(Bilmeyenler için ufak bir bilgilendirme; Cameron'ın bakış açısında okuduğunuz set oyuncuları Cameron'ın oynadığı ve on birinci sezonu çekilen Shameless dizisinin oyuncuları. İsmi geçen oyuncuların rolleri; Emma/Debbie, Jeremy/Lip, Shanola/Veronica, Ethan/Carl ve Noel/Mickey.)
•••
BÖLÜM ON: PARLAYAN YILDIZCameron'dan;
Hava kararmış, gökyüzündeki yıldızlar belli olmaya başlamış. Ve en parlak yıldız, üstündeki mazinin kırgınlığı ile parlamaya devam ediyordu. Ölmüştü belki, ama içlerindeki en parlak yıldızdı o. Asla da öğrenemeyecekti en parlak yıldız olduğunu. Yanındaki sönük yıldızı ise kimse görmüyordu. Parlayan yıldızın gölgesinde belki daha karanlık ama içi daha aydınlıktı. Işığını görmemek imkansızdı. Hayır, görüntü olarak bahsetmiyorum. Bir ışığı fark etmek için gözlere ihtiyaç yoktur. Ve bu ölü yıldız, kedisine hayran hayran bakan yıldızdan habersizdi. Kördü belkide. Kendini kör etmiş, kendini öldürmüştü belkide. İnsanlarda böyleydi aslında. Kimisi ruhen bir karanlığa bürünür, kimisi ise ruhen dopdolu görünüş olarak ise yoklardı. İkisininde bir parçası eksikti. Ta ki mazinin acısı onları birleştirene kadar...

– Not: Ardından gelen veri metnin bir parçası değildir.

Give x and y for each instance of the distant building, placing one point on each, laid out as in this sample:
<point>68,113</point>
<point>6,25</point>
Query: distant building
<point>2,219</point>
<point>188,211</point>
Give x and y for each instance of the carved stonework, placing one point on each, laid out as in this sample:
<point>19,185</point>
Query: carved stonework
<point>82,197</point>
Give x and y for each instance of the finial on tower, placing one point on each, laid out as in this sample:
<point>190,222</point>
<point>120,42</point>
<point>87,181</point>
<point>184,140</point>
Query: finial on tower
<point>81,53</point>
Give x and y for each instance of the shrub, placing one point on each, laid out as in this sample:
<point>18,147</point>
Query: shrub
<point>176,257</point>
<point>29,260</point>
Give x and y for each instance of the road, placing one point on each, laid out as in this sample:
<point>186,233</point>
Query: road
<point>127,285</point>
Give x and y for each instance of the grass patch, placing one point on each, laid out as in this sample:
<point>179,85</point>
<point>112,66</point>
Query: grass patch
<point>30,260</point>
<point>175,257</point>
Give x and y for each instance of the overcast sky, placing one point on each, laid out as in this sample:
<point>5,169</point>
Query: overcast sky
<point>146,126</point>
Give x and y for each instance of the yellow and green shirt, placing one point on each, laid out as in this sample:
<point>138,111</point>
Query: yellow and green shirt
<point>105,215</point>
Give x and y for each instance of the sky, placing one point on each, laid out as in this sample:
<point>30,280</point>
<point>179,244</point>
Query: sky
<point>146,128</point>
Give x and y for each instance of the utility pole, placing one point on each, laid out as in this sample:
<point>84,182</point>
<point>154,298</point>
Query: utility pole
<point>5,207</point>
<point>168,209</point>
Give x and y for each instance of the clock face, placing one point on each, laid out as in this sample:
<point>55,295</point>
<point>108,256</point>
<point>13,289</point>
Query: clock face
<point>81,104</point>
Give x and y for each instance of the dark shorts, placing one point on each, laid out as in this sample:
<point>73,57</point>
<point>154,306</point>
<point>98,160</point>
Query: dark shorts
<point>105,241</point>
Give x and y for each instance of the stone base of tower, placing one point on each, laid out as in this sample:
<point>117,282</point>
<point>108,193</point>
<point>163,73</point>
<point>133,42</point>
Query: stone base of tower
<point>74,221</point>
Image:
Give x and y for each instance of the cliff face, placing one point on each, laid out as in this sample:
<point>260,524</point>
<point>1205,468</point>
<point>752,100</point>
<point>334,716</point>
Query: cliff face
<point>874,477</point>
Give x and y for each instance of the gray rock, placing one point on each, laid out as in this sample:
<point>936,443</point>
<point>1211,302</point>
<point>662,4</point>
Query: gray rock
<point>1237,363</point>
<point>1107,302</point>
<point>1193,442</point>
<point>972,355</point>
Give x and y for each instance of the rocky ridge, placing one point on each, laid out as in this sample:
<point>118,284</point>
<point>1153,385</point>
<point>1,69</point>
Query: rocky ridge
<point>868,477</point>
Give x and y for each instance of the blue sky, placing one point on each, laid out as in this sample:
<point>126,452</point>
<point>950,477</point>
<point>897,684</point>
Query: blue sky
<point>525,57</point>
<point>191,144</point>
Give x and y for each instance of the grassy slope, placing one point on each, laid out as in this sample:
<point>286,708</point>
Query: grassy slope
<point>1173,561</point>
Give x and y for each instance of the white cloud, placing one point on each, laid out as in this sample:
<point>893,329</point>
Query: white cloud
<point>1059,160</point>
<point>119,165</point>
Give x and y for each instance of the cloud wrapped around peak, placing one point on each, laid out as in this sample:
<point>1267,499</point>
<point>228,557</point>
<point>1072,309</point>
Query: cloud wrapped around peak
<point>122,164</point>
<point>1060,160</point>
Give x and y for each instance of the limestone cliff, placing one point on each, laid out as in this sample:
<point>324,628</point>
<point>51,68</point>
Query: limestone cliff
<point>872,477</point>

Gözlerimi beyaz tavandan alıp yanımda yatan Lauren'e çevirdim. Uzun kahverengi saçları dağılmıştı. Esmer tenini örten yorganın altından çıkmış kolu yataktan sarkıyordu. Güzel bir kadındı, onu seviyordum. Ellerim istemsizce saçlarına gitti. Bir tutamını parmaklarımın arasına kıstırıp oynamaya başladım. Yatakta kıpırdanınca elimi çektim ve yataktan kalktım.
Üstüme bir tişört giyip aşağı kata indim. Mutfağa girip dolaptan hazır bir yiyecek çıkardım. Luna'ya bir daha geldiğinde biraz yemek yaptırsam iyi olurdu. Güneş Los Angeles'a daha yeni doğuyordu. Bugün Chicago'ya geri dönecektim. Erkenden uçağa binecektim. Kettle'a su koyup kaynamasını beklemeye başladım.
Beklerken twitterda gezinmeye başladım. Kısa bir süre sonra su kaynayınca suyu bardağa doldurdum ve üstüne biraz kahve ekledim. Ben kahveyi karıştırırken arkamdaki ayaklanmayla arkaya doğru döndüm. Lauren yeni uyanmış haliyle kapının eşiğine yaslanmış beni izliyordu. Ona bol gelen gri bir tişört vardı üstünde.
"Günaydın." dedim. "Günaydın." Ben kahvemi yudumlarken çıplak ayaklarının üstünde yanıma doğru geldi ve belime sarıldı. Bende kollarımı ona dolayıp saçlarına küçük bir öpücük bıraktım. Alaska'nın fotoğrafından sonra aramızda bir gerginlik olmuştu. Ne kadar eskiye dönsekte bir soğukluk vardı. Onu seviyordum ancak bazen... Bazen bir şeyler eksik gibi hissediyordum.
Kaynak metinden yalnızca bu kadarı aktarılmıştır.